My journey into the heart of Cape Breton began with optimism, fueled by the warmth and hospitality of the people I encountered. I met wonderful people, from the random strangers who offered their help when I first started living in Glace Bay to some people that I now consider family, Cape Bretoners were everything I read about. I knew there would be bad apples, but it didn’t matter as long as the majority were welcoming.

In 2021, due to COVID and travel restrictions, I decided to drop out of my Masters program at the University of Rome Sapienza and chose CBU as the next step in my academic career. I relied heavily on Facebook and Reddit to understand life here in the Third and to get an idea about the local university.

However, the weird combination of inflation, the housing crisis, and a social platform where you can say whatever you wish with anonymously meant that things were starting to take a turn for the worse. Social media platforms that once served as bridges connecting us to information and each other have become breeding grounds for negativity and hostility.

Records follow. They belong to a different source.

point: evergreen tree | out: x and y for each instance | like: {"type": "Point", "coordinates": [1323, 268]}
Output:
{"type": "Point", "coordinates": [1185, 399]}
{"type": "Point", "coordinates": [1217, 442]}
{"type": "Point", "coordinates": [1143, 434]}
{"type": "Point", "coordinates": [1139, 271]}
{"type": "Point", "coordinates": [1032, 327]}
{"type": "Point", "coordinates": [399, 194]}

The rise in aggressive posts, unchecked by anonymity, became a cause for concern. As a newcomer, I did my best to sift through the negativity, dismissing the trolls as inconsequential. Little did I realize the far-reaching impact these unregulated posts could have on vulnerable members of our community.


Cape Bretoners, by and large, are known for their warmth and hospitality. Yet, the confluence of economic challenges, COVID, housing crises, and the unfiltered nature of social media has led to a disheartening shift.

It was disheartening to witness close friends, fellow students, and newcomers grappling with the unwarranted racism and subtle hatred propagated online. And the posts were not just about newcomers, comments were made against all sorts of vulnerable members of the community. While initially, this might have been the act of some trolls, it was observed that many shared the sentiments in an alarmingly number.

As the winter blues settled in, the effect of cyberbullying became more pronounced. The stressors of being thousands of miles away from family, coupled with sudden financial burdens, created a perfect storm for mental health challenges. And if you are originally from a place where mental health is not prioritized as it is in Canada, these challenges take on an added layer of complexity.

The fear induced by cyberbullying is an alien feeling for many, and overcoming it becomes an arduous task.

The sinister nature of cyberbullying extends beyond the confines of the Facebook Police Scanner group, infiltrating other digital spaces throughout the region. The anonymity that shields perpetrators allows racism to rear its ugly head without accountability is frightening. As a friend wisely pointed out, the person behind an anonymous account could be anyone – a neighbour, a friendly grocery store manager, or even someone you pass by on the street with a nod and a wave.

The rise in cyberbullying is not merely an online nuisance; it has real-life consequences for those who find themselves on the receiving end. It's imperative that we, as a community, reflect on the values that define us and actively work towards fostering an inclusive and supportive environment. As we navigate these turbulent waters of change, let empathy and understanding be our compass, guiding us toward a community where kindness prevails over cruelty.

After all, aren't we supposed to be better?